Example: @tsonic/nodejs

The Node package is not a surface. Instead it is a package that:

  • is compatible with @tsonic/js
  • declares node:* aliases
  • exports subpaths like ./fs.js, ./http.js, and ./path.js
  • can pull in framework/runtime requirements through package metadata

That is why the normal model is:

  • workspace surface: @tsonic/js
  • package dependency: @tsonic/nodejs

Generated binding packages

These are generated from CLR metadata by tsbindgen:

  • @tsonic/dotnet
  • @tsonic/aspnetcore
  • @tsonic/microsoft-extensions
  • @tsonic/efcore*

They are:

  • packages, not surfaces
  • generated, not authored source packages
  • owned by tsbindgen, not by the source-package repos

Generated bindings carry CLR identity metadata. Authored source packages carry source ownership metadata. The compiler keeps those separate even when both describe the same public API shape.

Four package families you should keep separate

  1. surface packages
    • ambient world selection
    • example: @tsonic/js
  2. authored source packages
    • TypeScript source compiled transitively
    • examples: @tsonic/nodejs, @tsonic/express
  3. generated CLR binding packages
    • declaration + metadata packages from tsbindgen
    • examples: @tsonic/dotnet, @tsonic/aspnetcore
  4. workspace-local package references
    • sibling projects referenced as source or dll

Practical decision table

You want Use
JS globals and JS-style methods surface: "@tsonic/js"
Node-style modules @tsonic/nodejs package
Express-style routing @tsonic/express package
CLR BCL APIs @tsonic/dotnet
ASP.NET Core APIs @tsonic/aspnetcore
Local workspace package compiled transitively references.packages with mode: "source"
Local workspace package as assembly boundary references.packages with mode: "dll"

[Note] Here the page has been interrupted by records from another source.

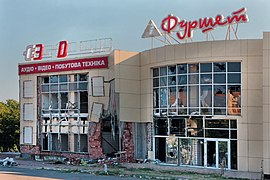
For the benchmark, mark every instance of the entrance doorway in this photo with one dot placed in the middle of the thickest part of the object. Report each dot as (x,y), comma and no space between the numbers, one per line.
(217,154)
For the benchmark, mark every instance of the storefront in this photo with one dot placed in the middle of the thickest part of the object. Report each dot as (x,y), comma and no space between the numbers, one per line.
(198,104)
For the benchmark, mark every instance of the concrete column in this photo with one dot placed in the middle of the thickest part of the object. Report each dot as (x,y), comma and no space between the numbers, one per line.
(266,102)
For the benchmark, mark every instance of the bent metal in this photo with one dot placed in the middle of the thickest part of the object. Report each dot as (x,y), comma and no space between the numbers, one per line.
(170,23)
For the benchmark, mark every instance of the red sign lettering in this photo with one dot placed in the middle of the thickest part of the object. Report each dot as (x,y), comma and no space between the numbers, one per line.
(38,51)
(62,49)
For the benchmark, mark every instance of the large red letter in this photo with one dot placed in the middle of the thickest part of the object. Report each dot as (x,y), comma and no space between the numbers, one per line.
(62,49)
(38,51)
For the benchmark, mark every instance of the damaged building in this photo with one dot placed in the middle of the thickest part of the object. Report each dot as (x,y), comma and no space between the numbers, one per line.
(198,104)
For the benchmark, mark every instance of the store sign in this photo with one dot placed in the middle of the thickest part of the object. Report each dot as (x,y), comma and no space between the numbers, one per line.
(71,65)
(171,23)
(35,52)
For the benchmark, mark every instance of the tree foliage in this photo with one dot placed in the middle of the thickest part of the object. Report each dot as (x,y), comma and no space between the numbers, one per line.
(9,125)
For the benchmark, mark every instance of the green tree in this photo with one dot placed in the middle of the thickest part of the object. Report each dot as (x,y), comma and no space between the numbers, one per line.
(9,125)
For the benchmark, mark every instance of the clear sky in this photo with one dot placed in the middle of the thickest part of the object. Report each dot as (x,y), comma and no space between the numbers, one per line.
(24,22)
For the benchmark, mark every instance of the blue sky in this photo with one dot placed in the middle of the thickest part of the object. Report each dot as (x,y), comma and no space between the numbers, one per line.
(49,21)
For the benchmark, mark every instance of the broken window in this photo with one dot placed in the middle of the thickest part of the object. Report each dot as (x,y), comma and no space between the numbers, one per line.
(82,144)
(45,142)
(63,78)
(28,112)
(98,86)
(178,127)
(161,126)
(54,101)
(96,111)
(84,102)
(163,97)
(54,142)
(64,100)
(28,89)
(28,135)
(172,150)
(64,142)
(195,127)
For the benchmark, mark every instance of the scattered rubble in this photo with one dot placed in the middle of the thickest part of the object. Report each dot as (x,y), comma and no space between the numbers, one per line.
(8,162)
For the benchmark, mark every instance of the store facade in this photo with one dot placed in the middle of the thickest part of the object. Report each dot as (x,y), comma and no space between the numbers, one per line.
(199,104)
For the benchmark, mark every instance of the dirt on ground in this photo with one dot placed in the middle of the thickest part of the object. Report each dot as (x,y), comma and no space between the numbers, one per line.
(138,170)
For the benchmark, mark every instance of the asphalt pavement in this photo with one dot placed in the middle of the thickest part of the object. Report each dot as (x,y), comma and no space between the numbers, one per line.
(22,173)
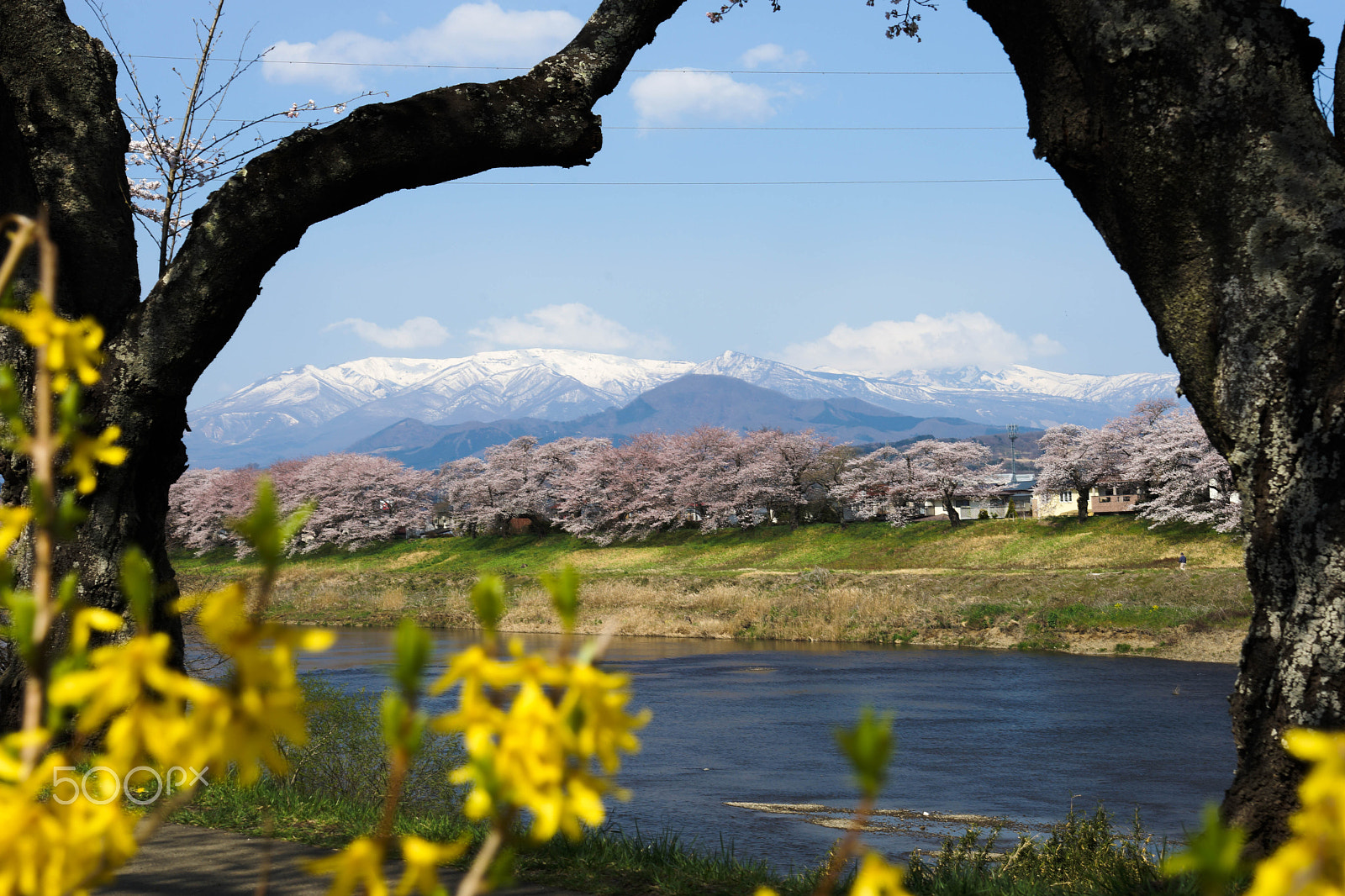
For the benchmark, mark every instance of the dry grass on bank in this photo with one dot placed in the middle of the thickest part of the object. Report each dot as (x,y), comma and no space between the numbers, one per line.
(1163,613)
(1107,586)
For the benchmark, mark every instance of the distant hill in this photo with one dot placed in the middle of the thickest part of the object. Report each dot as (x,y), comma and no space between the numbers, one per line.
(683,403)
(319,409)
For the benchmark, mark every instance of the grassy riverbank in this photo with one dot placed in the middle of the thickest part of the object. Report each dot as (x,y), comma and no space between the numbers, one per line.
(1110,586)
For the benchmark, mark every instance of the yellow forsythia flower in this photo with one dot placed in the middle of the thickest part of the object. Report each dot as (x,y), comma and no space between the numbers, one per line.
(264,700)
(361,864)
(85,452)
(423,860)
(71,345)
(1311,862)
(13,522)
(878,878)
(65,842)
(540,754)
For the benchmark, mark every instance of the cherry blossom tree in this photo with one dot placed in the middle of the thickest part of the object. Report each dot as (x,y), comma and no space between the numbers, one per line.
(522,478)
(203,501)
(1187,479)
(468,498)
(1076,459)
(945,472)
(880,483)
(358,499)
(615,493)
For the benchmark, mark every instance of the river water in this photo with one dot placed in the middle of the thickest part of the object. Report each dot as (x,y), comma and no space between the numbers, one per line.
(1015,736)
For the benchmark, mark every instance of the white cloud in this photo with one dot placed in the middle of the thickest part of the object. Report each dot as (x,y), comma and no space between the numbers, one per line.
(470,34)
(569,326)
(417,333)
(957,340)
(773,55)
(674,96)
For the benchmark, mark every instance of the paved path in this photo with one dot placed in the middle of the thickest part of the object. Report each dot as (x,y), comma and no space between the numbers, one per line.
(199,862)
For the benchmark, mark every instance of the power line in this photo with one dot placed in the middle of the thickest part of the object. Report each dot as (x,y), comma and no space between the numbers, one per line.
(847,128)
(737,183)
(1024,127)
(425,65)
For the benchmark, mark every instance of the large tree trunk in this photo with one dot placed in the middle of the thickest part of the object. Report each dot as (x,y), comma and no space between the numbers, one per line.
(1189,134)
(62,145)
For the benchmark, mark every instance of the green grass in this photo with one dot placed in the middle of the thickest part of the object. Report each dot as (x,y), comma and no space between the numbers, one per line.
(997,582)
(1103,542)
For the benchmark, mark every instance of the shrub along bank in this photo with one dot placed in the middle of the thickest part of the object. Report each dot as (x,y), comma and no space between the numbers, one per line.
(1107,586)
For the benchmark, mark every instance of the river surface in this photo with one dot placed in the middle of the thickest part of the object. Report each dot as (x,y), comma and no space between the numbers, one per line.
(1009,735)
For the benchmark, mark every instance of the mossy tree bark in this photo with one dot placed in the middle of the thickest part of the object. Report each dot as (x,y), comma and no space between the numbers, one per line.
(1189,134)
(62,145)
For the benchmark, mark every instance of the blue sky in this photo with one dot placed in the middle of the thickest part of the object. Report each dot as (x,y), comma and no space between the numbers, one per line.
(670,245)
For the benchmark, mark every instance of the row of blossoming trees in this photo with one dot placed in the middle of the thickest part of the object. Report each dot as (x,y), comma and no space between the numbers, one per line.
(710,478)
(360,499)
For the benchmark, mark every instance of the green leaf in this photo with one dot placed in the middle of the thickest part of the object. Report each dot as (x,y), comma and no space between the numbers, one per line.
(66,591)
(69,515)
(564,588)
(24,611)
(488,603)
(138,586)
(403,725)
(868,746)
(412,656)
(1215,856)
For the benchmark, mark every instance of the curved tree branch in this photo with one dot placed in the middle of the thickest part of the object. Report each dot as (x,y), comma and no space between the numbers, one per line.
(64,145)
(1190,136)
(541,119)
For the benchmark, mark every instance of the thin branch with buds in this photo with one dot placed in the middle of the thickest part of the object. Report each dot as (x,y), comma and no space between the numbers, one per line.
(194,158)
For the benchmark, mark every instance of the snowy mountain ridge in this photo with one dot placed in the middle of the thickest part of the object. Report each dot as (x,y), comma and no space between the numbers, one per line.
(316,409)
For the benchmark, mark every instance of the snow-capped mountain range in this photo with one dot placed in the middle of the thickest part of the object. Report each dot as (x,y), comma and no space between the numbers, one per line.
(318,409)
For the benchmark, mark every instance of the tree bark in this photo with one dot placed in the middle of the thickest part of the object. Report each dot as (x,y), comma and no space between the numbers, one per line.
(1190,138)
(62,145)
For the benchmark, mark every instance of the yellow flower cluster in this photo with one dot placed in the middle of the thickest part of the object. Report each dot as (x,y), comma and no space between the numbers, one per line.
(154,717)
(541,751)
(73,346)
(1311,862)
(878,878)
(57,846)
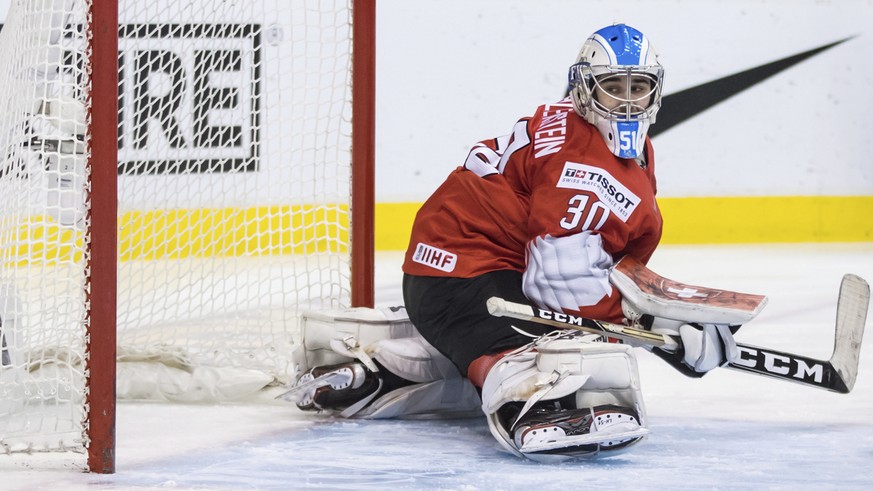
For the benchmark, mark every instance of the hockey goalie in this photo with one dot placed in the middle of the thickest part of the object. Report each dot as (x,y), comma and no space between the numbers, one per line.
(560,217)
(537,216)
(564,394)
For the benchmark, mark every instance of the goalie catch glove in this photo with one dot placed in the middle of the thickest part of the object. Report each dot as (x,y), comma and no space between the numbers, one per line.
(702,347)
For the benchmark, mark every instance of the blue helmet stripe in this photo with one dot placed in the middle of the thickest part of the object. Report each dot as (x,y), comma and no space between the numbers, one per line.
(625,50)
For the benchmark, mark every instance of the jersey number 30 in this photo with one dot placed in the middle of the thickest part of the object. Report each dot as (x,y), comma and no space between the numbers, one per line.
(579,209)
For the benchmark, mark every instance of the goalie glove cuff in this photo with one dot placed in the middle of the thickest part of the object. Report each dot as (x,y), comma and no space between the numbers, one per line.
(708,346)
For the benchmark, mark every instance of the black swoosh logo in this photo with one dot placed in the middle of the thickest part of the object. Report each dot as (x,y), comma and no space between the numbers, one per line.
(684,105)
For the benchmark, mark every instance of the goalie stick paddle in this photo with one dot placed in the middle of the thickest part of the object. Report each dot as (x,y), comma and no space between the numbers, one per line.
(837,374)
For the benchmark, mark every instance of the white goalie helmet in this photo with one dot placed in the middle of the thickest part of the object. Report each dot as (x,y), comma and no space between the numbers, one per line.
(616,85)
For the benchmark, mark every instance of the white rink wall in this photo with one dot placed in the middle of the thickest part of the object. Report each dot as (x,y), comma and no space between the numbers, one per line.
(451,72)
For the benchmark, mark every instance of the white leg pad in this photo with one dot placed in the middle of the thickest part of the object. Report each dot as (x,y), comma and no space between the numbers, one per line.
(549,369)
(387,335)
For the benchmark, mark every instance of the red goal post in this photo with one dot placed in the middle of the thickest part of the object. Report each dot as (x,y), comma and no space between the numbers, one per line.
(211,253)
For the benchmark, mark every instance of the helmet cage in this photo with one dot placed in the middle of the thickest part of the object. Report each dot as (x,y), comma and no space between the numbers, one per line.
(586,80)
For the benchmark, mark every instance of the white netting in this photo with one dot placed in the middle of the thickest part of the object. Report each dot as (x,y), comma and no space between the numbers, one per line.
(233,195)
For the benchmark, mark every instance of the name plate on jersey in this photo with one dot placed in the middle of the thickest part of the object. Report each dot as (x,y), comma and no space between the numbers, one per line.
(619,199)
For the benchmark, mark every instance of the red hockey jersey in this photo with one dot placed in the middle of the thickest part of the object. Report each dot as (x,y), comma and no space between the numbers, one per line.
(554,175)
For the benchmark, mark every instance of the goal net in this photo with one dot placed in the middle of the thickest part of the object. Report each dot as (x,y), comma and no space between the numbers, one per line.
(234,178)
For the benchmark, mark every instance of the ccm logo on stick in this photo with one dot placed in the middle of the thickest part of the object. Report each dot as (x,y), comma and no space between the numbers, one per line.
(779,364)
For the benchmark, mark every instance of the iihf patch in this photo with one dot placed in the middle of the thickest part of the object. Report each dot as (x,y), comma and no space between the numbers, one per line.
(435,257)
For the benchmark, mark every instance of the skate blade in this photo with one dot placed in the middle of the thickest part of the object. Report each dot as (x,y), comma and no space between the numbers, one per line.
(604,438)
(336,379)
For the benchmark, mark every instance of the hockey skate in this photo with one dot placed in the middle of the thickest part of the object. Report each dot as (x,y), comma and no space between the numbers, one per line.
(578,431)
(334,387)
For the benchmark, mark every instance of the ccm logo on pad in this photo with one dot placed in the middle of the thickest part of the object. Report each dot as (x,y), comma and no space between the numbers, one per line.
(435,258)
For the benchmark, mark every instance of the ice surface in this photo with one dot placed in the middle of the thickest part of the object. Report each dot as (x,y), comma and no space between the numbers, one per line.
(729,430)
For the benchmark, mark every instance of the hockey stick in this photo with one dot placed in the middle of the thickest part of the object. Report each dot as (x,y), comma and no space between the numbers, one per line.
(837,374)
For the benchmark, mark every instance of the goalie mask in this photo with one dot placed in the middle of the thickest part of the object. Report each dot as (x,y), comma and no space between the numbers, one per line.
(615,85)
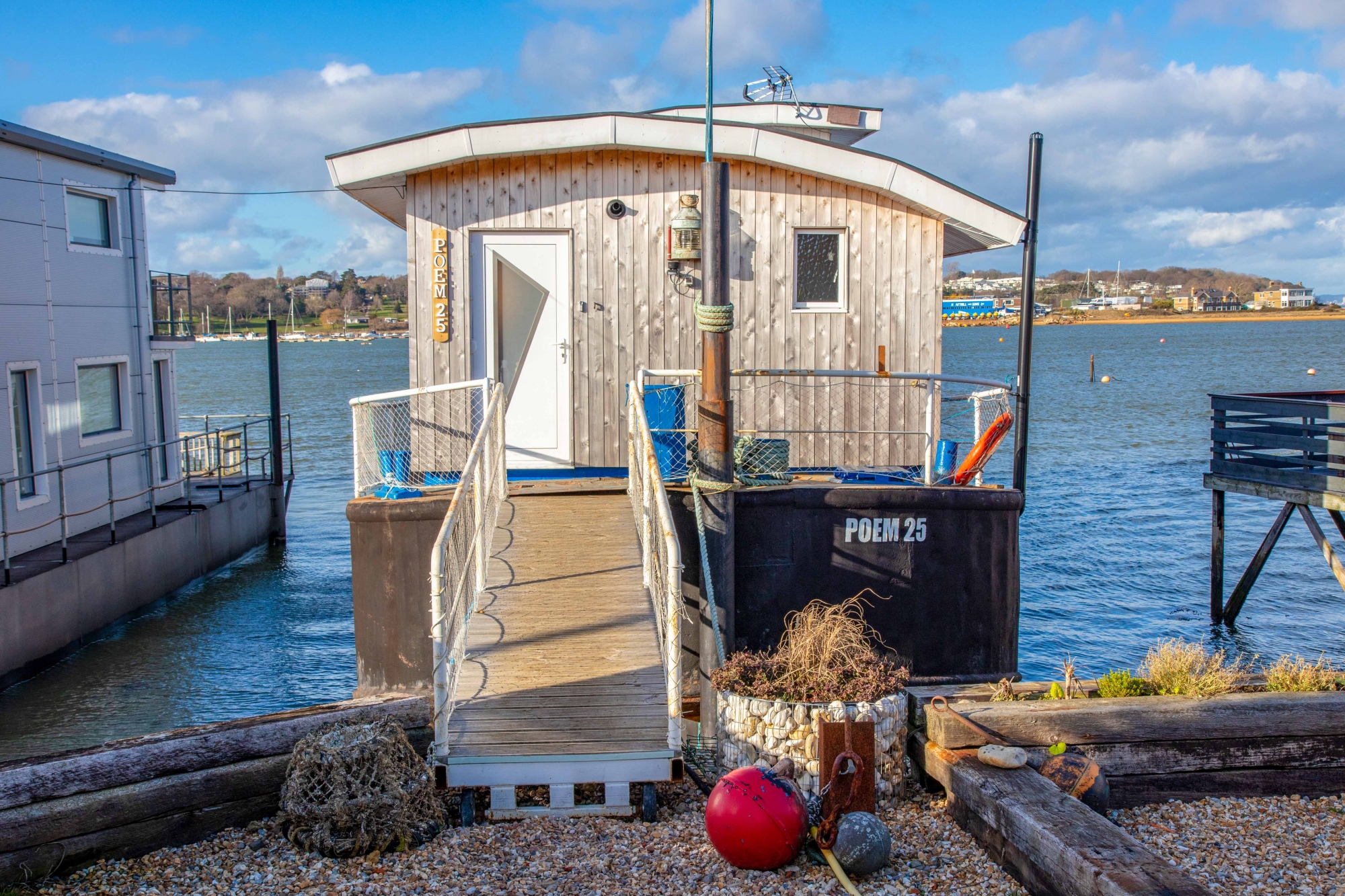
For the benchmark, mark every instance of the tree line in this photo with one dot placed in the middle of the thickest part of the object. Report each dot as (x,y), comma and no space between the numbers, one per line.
(252,296)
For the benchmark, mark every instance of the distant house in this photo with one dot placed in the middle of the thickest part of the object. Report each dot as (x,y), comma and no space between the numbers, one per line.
(314,287)
(1214,300)
(1285,298)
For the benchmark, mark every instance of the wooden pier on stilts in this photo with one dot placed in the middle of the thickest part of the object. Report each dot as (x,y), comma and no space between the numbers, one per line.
(563,682)
(1284,447)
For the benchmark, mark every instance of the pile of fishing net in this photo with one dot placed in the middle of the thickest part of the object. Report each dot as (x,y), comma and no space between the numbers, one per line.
(356,788)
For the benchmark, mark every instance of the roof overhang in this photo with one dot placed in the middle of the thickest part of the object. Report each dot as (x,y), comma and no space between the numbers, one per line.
(52,145)
(376,175)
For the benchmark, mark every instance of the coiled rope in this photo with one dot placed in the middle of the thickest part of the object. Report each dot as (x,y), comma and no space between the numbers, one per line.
(715,318)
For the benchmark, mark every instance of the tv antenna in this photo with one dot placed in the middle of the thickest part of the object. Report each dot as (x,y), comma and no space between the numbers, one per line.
(777,87)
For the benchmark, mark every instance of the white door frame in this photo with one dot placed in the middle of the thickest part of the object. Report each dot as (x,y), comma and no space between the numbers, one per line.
(482,350)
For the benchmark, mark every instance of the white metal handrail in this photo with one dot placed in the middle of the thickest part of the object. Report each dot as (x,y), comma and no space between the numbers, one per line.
(459,560)
(661,553)
(933,382)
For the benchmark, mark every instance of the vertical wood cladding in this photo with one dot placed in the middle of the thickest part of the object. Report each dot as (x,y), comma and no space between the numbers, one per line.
(626,315)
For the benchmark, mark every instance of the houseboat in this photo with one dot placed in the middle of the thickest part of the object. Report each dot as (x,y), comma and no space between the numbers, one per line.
(556,263)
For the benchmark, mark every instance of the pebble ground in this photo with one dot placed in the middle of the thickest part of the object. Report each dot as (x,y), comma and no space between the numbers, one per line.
(551,857)
(1258,845)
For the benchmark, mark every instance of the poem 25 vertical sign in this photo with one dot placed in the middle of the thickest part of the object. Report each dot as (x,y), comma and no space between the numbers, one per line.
(439,282)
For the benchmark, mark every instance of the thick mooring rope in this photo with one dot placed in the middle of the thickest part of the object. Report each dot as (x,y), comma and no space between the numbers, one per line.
(715,318)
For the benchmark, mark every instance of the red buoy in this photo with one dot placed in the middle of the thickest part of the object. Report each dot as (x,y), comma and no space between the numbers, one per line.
(757,818)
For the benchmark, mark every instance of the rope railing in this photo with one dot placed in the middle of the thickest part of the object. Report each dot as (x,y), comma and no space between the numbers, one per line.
(169,463)
(461,557)
(661,555)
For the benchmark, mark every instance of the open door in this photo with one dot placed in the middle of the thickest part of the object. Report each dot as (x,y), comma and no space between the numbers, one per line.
(521,327)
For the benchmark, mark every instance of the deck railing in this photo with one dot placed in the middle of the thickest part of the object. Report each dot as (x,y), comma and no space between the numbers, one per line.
(208,458)
(828,419)
(1293,440)
(416,438)
(660,552)
(461,557)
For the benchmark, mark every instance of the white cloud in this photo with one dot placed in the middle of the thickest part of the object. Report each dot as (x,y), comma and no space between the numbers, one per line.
(747,34)
(1299,15)
(1223,166)
(266,134)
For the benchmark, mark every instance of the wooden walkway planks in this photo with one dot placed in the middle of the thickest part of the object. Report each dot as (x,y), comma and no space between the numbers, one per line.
(562,657)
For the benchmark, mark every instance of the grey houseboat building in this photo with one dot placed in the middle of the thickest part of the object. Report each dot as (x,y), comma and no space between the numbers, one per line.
(582,205)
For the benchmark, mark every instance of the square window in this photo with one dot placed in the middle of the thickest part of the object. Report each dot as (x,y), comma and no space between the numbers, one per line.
(87,218)
(820,271)
(100,399)
(21,403)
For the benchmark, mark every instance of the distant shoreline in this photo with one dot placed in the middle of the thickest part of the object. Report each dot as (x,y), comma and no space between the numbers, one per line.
(1242,317)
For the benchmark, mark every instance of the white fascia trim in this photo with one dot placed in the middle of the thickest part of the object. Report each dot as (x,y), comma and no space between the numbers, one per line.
(391,163)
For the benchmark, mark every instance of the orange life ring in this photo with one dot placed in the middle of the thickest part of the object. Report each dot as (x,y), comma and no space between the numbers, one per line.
(981,451)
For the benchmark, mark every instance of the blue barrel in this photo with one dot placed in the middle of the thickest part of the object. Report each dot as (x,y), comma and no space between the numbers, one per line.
(945,459)
(396,466)
(666,412)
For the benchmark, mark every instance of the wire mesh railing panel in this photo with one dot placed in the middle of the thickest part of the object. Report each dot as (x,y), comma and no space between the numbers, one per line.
(824,423)
(660,552)
(461,557)
(416,439)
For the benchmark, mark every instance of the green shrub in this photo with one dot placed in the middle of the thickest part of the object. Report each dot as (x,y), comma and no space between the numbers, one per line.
(1120,682)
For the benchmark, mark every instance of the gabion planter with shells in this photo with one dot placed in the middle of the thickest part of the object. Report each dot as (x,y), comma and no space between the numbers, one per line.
(761,732)
(828,666)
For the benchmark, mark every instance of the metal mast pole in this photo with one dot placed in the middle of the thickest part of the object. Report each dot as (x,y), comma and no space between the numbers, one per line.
(1026,314)
(715,412)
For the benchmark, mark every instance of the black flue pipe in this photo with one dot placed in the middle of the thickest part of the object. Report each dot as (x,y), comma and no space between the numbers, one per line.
(1026,314)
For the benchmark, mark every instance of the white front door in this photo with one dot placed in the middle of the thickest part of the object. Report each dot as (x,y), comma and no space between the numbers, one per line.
(521,337)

Source-owned and source-backed values

In compiler reports, source-owned means the package or type is authored by a Tsonic source package and owned by its tsonic.package.json. Source-backed means a value, call result, constructor, or alias carries metadata that came from such a source package even after it flows through another expression.

Example:

import { join } from "node:path";

export function main(): void {
  const file = join("src", "App.ts");
  console.log(file);
}

Flow:

  1. node:path is resolved through @tsonic/nodejs source metadata.
  2. join is a source-backed import, not a guessed CLR or JS global.
  3. The call return keeps the package's declared string carrier.
  4. Later overload, union, and storage checks compare the canonical type identity for that carrier rather than the text string or a package-relative name.